Inside Numenta, Hawkins sits in a small office. Five other neuroscientists, mostly self-taught, work in a single room outside his door.
Hawkins said a moment of clarity came about 2 1/2 years ago, while he was sitting in his office, staring at a coffee cup. He touched the cup and dragged his finger across the rim. Then he leaped to his feet and ran through the door.
He ran headlong into his wife, who had stopped by for lunch, and stumbled toward his closest collaborator, Subutai Ahmad, the vice president of research. “The cortex knows the location of everything,” Hawkins said. Ahmad had no idea what he was talking about.

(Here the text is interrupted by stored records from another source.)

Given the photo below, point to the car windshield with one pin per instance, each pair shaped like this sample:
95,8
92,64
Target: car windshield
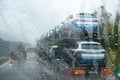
39,39
91,46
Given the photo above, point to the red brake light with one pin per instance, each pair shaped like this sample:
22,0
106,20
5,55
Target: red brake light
103,52
68,72
78,52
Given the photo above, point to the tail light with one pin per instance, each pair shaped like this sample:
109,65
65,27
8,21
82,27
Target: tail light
107,71
103,52
79,72
78,52
68,72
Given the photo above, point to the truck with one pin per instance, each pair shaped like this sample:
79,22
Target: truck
88,57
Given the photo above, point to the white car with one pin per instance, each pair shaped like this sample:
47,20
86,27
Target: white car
90,52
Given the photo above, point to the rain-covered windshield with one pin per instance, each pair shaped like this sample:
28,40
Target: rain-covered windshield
91,46
30,28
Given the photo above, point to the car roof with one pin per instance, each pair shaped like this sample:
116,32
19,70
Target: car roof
88,42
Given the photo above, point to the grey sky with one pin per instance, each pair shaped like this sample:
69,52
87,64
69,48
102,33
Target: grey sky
26,20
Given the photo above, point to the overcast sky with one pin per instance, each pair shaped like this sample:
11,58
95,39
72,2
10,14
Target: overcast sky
26,20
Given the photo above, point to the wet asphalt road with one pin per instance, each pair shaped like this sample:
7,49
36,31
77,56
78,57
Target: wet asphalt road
26,70
29,69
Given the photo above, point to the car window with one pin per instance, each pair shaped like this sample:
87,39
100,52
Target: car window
91,46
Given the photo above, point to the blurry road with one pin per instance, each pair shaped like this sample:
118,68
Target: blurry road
32,70
27,70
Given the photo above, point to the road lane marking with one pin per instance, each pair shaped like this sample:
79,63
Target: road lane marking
3,64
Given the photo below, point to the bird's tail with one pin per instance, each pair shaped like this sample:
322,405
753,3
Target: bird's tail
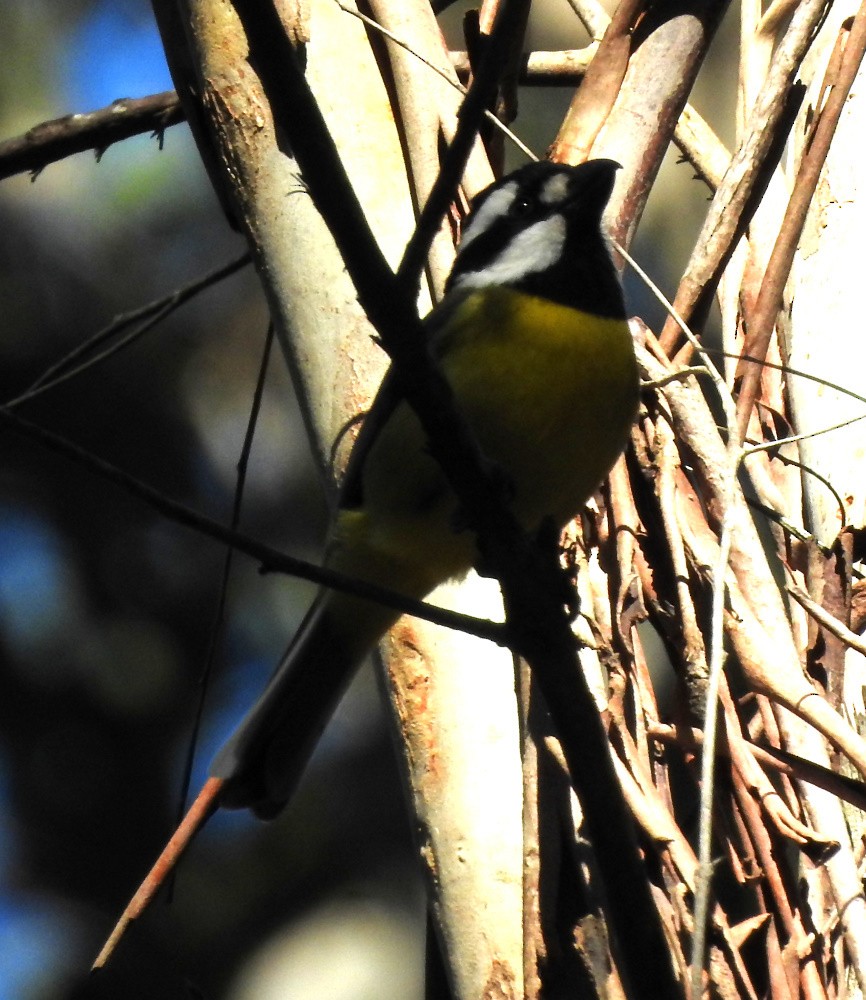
265,757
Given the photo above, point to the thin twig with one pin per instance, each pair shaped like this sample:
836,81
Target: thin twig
844,63
271,560
152,314
54,140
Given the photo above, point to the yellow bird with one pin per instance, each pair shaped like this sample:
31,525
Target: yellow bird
533,338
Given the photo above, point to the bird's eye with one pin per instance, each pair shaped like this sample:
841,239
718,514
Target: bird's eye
522,205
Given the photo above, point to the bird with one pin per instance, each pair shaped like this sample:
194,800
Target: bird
532,336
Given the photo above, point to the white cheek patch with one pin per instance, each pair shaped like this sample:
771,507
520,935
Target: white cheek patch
536,249
496,205
555,189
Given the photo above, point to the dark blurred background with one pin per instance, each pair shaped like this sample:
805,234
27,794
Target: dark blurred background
106,609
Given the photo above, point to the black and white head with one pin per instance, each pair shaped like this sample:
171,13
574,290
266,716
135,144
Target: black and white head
539,230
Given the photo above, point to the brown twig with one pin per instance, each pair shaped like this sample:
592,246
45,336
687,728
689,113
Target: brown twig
725,220
841,70
51,141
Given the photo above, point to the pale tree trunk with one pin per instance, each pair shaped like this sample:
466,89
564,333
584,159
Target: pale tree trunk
490,821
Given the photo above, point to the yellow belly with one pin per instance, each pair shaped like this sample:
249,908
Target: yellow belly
550,393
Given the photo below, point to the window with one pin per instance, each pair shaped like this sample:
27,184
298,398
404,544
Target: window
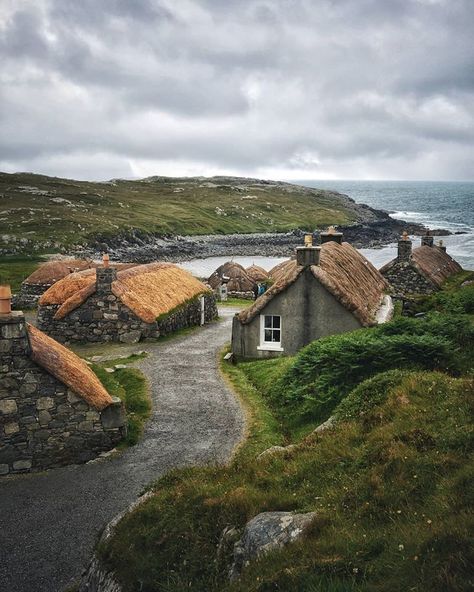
270,332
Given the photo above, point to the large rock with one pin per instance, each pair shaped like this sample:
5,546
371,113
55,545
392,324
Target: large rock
266,532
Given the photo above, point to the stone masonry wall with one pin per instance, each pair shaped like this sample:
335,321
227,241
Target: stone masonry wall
44,424
104,318
406,280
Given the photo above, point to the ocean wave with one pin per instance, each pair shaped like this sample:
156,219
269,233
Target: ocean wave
426,219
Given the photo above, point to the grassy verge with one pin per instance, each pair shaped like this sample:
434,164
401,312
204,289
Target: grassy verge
13,270
391,484
130,385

As Hawkins looked at that cup, he decided that cortical columns did not just capture sensations. They captured the location of those sensations. They captured the world in three dimensions rather than two. Everything was seen in relation to what was around it.
If cortical columns handle sight and touch in this way, Hawkins thought, they handle hearing, language and even math in similar ways. He’s been working on proving that ever since.
“When the brain builds a model of the world, everything has a location relative to everything else,” Hawkins said. “That is how it understands everything.”
For the science to advance, what Hawkins has been working on cannot stay in a silo. His ideas could benefit from extensive experimentation with other neuroscientists, said Nelson Spruston, a senior director at the Janelia Research Campus, a research lab in Virginia that focuses on neuroscience. “A continuous cycle of testing and revising biologically inspired models of neural computation is the key to developing insightful theories of the brain,” he said.